Botany of Desire by Michael Pollan is more of an historical account of nature's interaction with plants - and specifically human kind's interaction with plants. It chronicles the influences of man on "natural" selection. It also conjectures about the influence of plants on humans! No, that wasn't a typo. :)
Plants have natural variations in their offspring. Some of those offspring are more successful than others. The variations that succeed are more likely to reproduce than those that fail. This is natural selection, of course. Well, you might have heard someone say that since humans are so all-powerful, we have begun to trump nature's selection by choosing ourselves what species we want to live, etc. For instance, it might be that the prettiest rose survives, rather than the rose most immune to certain diseases.
We know that plants have generated natural variations that take advantage of other living beings to profit themselves. For instance, many plants produce beautiful flowers that appeal to pollinators (bees and birds). Why do the plants do this? They do it for their own benefit - so that the plant gets pollinated and reproduces.
The premise of The Botany of Desire is this:
Maybe plants have been using us humans just like they do bees and birds. Maybe plants have been specifically creating variations that appeal to humans in order to sustain their own populations.

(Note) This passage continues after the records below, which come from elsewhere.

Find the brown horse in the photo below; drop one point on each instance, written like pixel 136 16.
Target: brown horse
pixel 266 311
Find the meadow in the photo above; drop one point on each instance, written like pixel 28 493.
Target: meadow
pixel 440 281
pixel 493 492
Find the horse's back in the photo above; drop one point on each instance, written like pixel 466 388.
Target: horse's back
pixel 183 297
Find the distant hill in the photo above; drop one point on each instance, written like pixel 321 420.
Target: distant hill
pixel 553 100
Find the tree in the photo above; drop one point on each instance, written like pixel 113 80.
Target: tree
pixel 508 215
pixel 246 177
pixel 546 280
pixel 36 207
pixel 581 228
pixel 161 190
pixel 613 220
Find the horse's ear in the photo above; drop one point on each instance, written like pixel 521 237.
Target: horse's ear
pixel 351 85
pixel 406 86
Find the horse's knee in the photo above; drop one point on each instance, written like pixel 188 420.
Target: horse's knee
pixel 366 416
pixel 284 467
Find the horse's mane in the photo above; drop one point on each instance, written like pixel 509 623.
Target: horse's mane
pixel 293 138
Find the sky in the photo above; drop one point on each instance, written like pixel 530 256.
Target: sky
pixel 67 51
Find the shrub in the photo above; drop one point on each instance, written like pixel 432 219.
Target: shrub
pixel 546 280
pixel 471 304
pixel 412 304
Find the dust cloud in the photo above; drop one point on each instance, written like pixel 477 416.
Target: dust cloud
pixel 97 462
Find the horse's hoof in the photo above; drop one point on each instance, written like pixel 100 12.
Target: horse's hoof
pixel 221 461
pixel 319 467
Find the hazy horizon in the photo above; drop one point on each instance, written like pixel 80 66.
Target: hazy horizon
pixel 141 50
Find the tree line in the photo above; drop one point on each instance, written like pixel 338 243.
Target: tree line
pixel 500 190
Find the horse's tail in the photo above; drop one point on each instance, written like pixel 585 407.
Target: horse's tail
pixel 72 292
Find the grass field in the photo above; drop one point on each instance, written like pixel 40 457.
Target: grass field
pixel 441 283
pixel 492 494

It sounds kind of science fictiony and far-fetched, but on the most basic level you almost have to agree that it is true. In many cases, the variations of plants that have been promoted by humans have not been for the betterment of the plant. For instance, the apples we buy in the grocery store today are thickly coated with insecticides (more than ever before in history) for one specific reason. Because we found an apple that we liked and have been spreading it forward by grafting (rather than allowing natural variation through seedlings), the apple tree has not adapted to the insects that feed on it. If mankind were to have left the apple alone, it would have adapted to it's natural predators. Therefore, it only makes sense that some plants would begin to make the best of a bad situation and start to produce variations that are appealing to humans, who have begun to more or less control the spread of plant life.
In the end, the premise is not so much that plants are using us, but that there is a reciprocal relationship. Plants have merely begun to notice that we have desires and that by meeting our desires, they can benefit, as well.

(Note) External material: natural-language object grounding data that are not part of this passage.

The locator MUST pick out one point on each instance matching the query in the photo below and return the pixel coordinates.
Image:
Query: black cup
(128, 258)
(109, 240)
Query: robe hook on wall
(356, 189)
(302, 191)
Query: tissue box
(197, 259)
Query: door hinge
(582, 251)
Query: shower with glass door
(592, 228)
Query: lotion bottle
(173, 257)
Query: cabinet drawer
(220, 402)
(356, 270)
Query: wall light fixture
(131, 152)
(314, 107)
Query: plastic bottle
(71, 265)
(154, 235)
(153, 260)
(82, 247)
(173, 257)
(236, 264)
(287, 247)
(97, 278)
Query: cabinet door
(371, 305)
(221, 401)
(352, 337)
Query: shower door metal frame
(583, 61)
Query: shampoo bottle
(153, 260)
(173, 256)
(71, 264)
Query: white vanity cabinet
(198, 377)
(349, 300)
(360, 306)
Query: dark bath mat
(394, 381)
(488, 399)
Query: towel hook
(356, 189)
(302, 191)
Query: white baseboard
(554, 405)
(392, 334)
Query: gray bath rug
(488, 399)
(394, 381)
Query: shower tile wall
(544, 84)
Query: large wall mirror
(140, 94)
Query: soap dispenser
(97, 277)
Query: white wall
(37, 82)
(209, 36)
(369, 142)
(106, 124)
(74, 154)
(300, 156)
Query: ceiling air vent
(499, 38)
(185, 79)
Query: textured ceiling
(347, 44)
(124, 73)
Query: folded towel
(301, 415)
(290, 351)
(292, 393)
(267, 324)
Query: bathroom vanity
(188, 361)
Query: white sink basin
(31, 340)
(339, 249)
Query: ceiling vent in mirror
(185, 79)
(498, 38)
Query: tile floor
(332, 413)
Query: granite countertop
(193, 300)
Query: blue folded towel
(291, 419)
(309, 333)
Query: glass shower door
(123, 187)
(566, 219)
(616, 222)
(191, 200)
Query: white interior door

Michael Pollan elegantly weaves his story, following four separate plant species which have appealed to different human desires: the apple (sweetness), the rose (beauty), marijuana (intoxicant), and the potato (control). The story is well-written, following Johnny Appleseed on his journey across the frontier, and recounting the quest for the perfect black tulip in Amsterdam. Pollan also talks about his own experiences of growing marijuana and the genetic engineering that has been performed on the potato in recent decades. The four plants are selected well in terms of highlighting four different desires, as well as progressing his story forward in time. This is an entertaining and insightful book that I would recommend to any gardener.